The UK government has now reached the second phase of its negotiations to join the bloc, and, once in, with Australia’s support, it means many experts to member states will become tariff-free – a huge boon for UK businesses, Surdu says.
“UK businesses have taken a hit during the pandemic and desperately need to be able to find new market roots for their services. Most notably, the CPTPP has developed a manual for how digital trade should work effectively. This is an important step towards meeting the Global Britain vision that Brexit promised but is yet to deliver on,” she says.
This is tipped to lead to a £460 million uptick in annual export gains for British exporters, Boata estimates, thanks to the move not only increasing demand for UK goods but ensuring UK businesses are in a better position to expand their digital reach into CPTPP markets.
Meanwhile, new membership applications from China, Taiwan and South Korea mean the CPTTP is set to “emerge as an influential forum for the setting of international regulatory standards and rules in areas such as digital trade and cross-border data flows, that are relevant to an increasing amount of global trade,” a statement from multinational law firm Pinsent Masons notes.
Joining the CPTPP “puts the UK at the heart of a dynamic group of countries as the world economy increasingly centres on the Pacific region,” a UK government announcement also acknowledged.
As individual post-Brexit deals with New Zealand and Singapore have quickly followed that with Australia, precedent is being set for more deals of this nature to be negotiated.

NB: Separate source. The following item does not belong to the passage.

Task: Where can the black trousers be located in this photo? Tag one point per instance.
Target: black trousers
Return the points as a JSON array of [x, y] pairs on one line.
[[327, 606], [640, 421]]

It’s in the UK’s interest to do so, Surdu says, as industries such as renewable energy, military and civil technology, computing, artificial intelligence, as well as pharmaceuticals and medical equipment, are seeing a rise in vertical integration (supply chains becoming owned by one parent company) and reshoring, as national security requirements have heightened.
“In this context, trade agreements serve as routes to avoid trade barriers and share knowledge and expertise that may reduce the costs of doing business and growing new industries,” Surdu explains. “As countries seek to build country-specific advantages in certain related industries, such as digital, financial services, more of these bilateral agreements are expected between the UK and other nations.”
Whether the UK-Australia trade partnership has been renewed in light of or despite the two nations’ shared and often controversial history now seems irrelevant. Both countries stand to gain significantly from creating space between the partners they came to rely on in the recent past, forging a new future together.